Tag’s smile got sharper. “Of course.”
“If you laugh,” said Charles, “you only encourage him.”
And that made her laugh.
She found it interesting that she wasn’t the only one who had dressed up to face Dr. Connors—outside of Tag’s sunglasses. She knew why she had. She suspected that the men had done the exact same thing—for exactly the opposite reason: to look less dangerous. Or at least more civilized.
Happy Camp, California, was a very small town—about the size of Aspen Creek, though Anna was pretty sure that it had been bigger at one time.
Tag frowned, looking at a cleared area beside the highway. “Used to be a damn big lumber mill over there,” he said, sounding a little disconcerted.

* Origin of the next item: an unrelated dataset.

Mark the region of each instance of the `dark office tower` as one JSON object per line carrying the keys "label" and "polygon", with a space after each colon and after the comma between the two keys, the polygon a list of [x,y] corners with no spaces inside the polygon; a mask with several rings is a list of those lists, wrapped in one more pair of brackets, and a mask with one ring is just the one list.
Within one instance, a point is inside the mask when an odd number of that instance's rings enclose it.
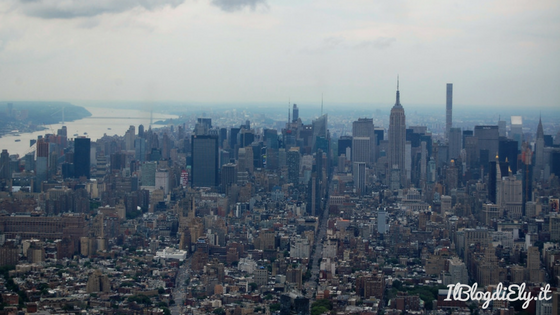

“Things change,” said Charles. “When I was last here, there wasn’t a real town at all. More a series of small encampments while people sluiced and dug and mined for gold.” He turned his head to Tag. “Towns have life cycles, just like people do. They just take longer. It’s not any easier when they grow than when they shrink. Just talk to Asil about why he left Spain.”
Tag seemed to shrug off the odd mood. “Not on your life,” he said. “He and I deal better when we stick to events of the present time. We were on opposite sides of too many wars to discuss the past. Here’s a gas station, Anna. Might as well fuel the pig up.”
He was right; the SUV got better mileage than she’d expected, but it wasn’t a hybrid. The man working the gas station was a Native American somewhere in his fifties. He gave Charles a narrow-eyed look.
“Salish,” said Charles.
The clerk smiled. “Fishermen,” he said in satisfaction. “Karuk.”
“Fishermen,” agreed Charles gravely. “We drove down from Montana to do a little hiking. I’m Charles.”
“Rob,” offered the clerk.
They shook hands. Rob rang up their purchases—mostly water and Tag’s junk food.
“Lots of hiking around here,” he said. “Careful of fires. We’ve got one going about twenty miles away—started this morning. If you stay south or east of town, you should be okay.”
“Appreciate it,” Charles said gravely.
“Watch out for Sasquatch,” said Rob, tapping the side of his nose.
“I always do,” Charles agreed. “But I’m more concerned with the Singer in the Woods.”